Photo : Un million de tonnes de boues rouges, ces résidus toxiques issus de la production d’aluminium, se sont déversées lors de la « catastrophe » du 4 octobre (Source)

Basta ! : L’entreprise Magyar Aluminium (MAL), propriétaire du réservoir de boues rouges qui a cédé, assume-t-elle ses responsabilités ?

Viktor Vida (Protect the future) : La direction de l’entreprise essaie de botter en touche, de faire passer ça pour une catastrophe naturelle, totalement imprévisible. Il y a certes des facteurs environnementaux aggravants, notamment des précipitations très fortes. Mais si ce sont ces pluies extraordinaires qui ont causé la fissure du réservoir, comme le prétendent les membres de la direction, la compagnie aurait dû prévoir des mesures préventives ! Or, dans son plan d’urgence, l’entreprise n’avait développé aucune mesure pour le cas où le réservoir céderait.

Avant la catastrophe, des inquiétudes se sont-elles manifestées sur la solidité de ces réservoirs ?

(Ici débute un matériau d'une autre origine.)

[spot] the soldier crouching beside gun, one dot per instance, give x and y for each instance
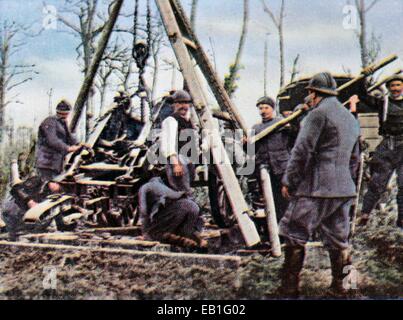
(24, 196)
(388, 156)
(319, 177)
(272, 152)
(169, 211)
(54, 142)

Des alertes ont été lancées, notamment dans un bulletin interne de la compagnie, rédigé en 2004, et publié par le magazine hebdomadaire HVG [1] le 5 octobre dernier, soit le lendemain de la catastrophe. On y apprend qu’un expert, József Deák, aujourd’hui directeur des services techniques de MAL, considère comme une priorité la révision et la réparation du réservoir. « Un des défis majeurs pour le fonctionnement futur de MAL est d’assurer la conformité aux normes environnementales », disait-il. Il avait aussi attiré l’attention sur le fait que « les coûts des interventions liées à la contamination des sols et des eaux souterraines pourraient représenter une charge financière importante pour la compagnie ». Ajoutons qu’il y avait une surcharge du réservoir.

Existe-t-il, en Hongrie, des services d’État chargés de contrôler la conformité des installations industrielles avec la législation environnementale et les règles de sécurité ?

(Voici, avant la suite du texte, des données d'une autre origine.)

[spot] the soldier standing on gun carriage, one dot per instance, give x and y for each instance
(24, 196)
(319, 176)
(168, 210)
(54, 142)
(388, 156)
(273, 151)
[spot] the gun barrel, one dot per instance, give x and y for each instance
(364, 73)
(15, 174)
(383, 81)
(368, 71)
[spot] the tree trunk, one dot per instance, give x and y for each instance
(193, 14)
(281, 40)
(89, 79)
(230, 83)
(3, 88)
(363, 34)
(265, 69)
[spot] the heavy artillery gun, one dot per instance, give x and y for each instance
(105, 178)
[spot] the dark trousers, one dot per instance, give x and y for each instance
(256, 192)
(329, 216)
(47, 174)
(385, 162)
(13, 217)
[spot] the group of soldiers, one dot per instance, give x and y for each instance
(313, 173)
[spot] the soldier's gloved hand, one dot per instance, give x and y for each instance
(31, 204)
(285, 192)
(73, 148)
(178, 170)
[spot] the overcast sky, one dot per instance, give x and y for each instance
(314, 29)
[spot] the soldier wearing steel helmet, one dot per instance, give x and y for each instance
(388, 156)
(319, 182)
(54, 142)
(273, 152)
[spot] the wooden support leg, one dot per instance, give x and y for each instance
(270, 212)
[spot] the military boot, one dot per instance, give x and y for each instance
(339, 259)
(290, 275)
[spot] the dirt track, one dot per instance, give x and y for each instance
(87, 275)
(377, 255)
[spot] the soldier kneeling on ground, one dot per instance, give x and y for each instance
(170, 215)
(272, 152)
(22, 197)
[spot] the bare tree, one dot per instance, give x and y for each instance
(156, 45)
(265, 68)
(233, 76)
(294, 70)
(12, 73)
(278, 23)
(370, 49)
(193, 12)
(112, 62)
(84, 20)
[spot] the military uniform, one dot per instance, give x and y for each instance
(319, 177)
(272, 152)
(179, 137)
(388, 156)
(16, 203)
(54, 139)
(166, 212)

Dans cette catastrophe, les institutions d’État, chargées de ces contrôles, n’ont pas joué leur rôle correctement. Les contrôleurs de l’Inspection régionale de Centre-Transdanubie pour la protection de la nature, de l’environnement et la gestion de l’eau, ont vérifié le réservoir de MAL deux semaines avant la catastrophe. Et n’ont signalé aucun problème ! Selon Zoltán Illés, le secrétaire d’Etat adjoint responsable des dossiers environnementaux, la vérification de la stabilité structurelle des bâtiments dans les installations industrielles ne revient pas à l’inspection régionale. Il estime que cette tâche est celle de l’agence régionale de construction, qui de son côté assure le contraire ! En fait, tout le monde se renvoie la balle. Personne ne veut assumer la responsabilité.

Comment est encadrée l’activité des entreprises en matière environnementale ?

Le ministre de l’Environnement entre 2003 et 2007, Miklós Persányi, avait déposé un projet de loi d’assurances liées à la responsabilité environnementale des firmes en cas de pollutions. Les pressions des entreprises ont été telles que le projet a été abandonné. Les entreprises faisaient valoir que cela entraverait leur compétitivité. Plus choquant encore : suite à plusieurs avertissements sur les dangers liés aux déchets toxiques produits par les réservoirs de boues rouges, en 2006, une des plus grandes associations environnementales du pays, le Clean Air Work Group avait déposé une plainte contre l’usine d’aluminium MOTIM Zrt., dont le réservoir de boues rouges est situé sur les réserves d’eau potable de la ville ! L’association demandait que ce réservoir soit inspecté et fermé. Les autorités environnementales ont empêché qu’une enquête soit menée. Tout récemment, une personne a admis au Clean Air qu’il avait reçu des instructions pour ne pas faire aboutir cette plainte.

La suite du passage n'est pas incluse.